William S. Harvey is a professor of leadership and newly appointed Business School Education Director at the University of Bristol in the UK. He led a study on thought leadership at professional services firms in the late 2010s.
Specializing in corporate reputation, talent management, and leadership, the Durham University graduate has published in the Harvard Business Review and other leading publications. He has touched on subjects as varied as the role of tacit knowledge in research impact and the diverging experiences of work and social networks for immigrants in Singapore, Vancouver, and Boston. Harvey is also an International Research Fellow at the Oxford University Centre for Corporate Reputation.
In 2020, Harvey and his three co-authors (Vince-Wayne Mitchell, Alessandra Almeida Jones, and Eric Knight) published their research on thought leadership in a scholarly paper titled “The tensions of defining and developing thought leadership within knowledge-intensive firms.” In it, they redefined the often-misunderstood term of thought leadership and explained nine tensions that hamper its development and value for firms.
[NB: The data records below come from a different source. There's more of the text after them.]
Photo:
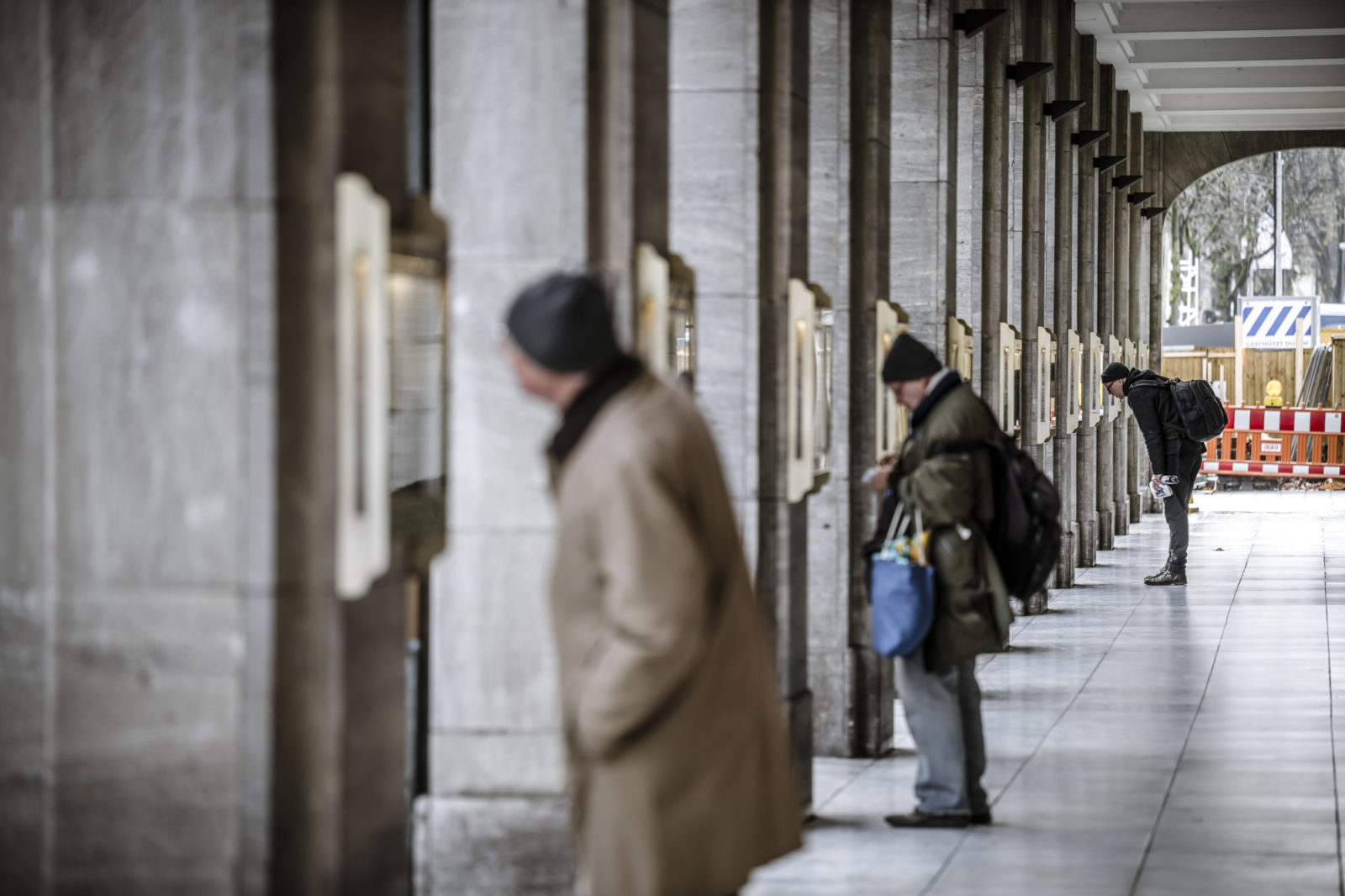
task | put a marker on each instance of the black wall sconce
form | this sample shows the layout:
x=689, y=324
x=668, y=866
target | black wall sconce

William Harvey and his co-authors saw clear value in the topic of thought leadership, leading them to their 2020 report and its key findings, which Harvey discusses in depth for this episode of “Everything Thought Leadership.” The leadership professor believes thought leadership should not be neglected by the world of academia, particularly in light of the challenges today with misinformation, disinformation, and fake news enabled by social media.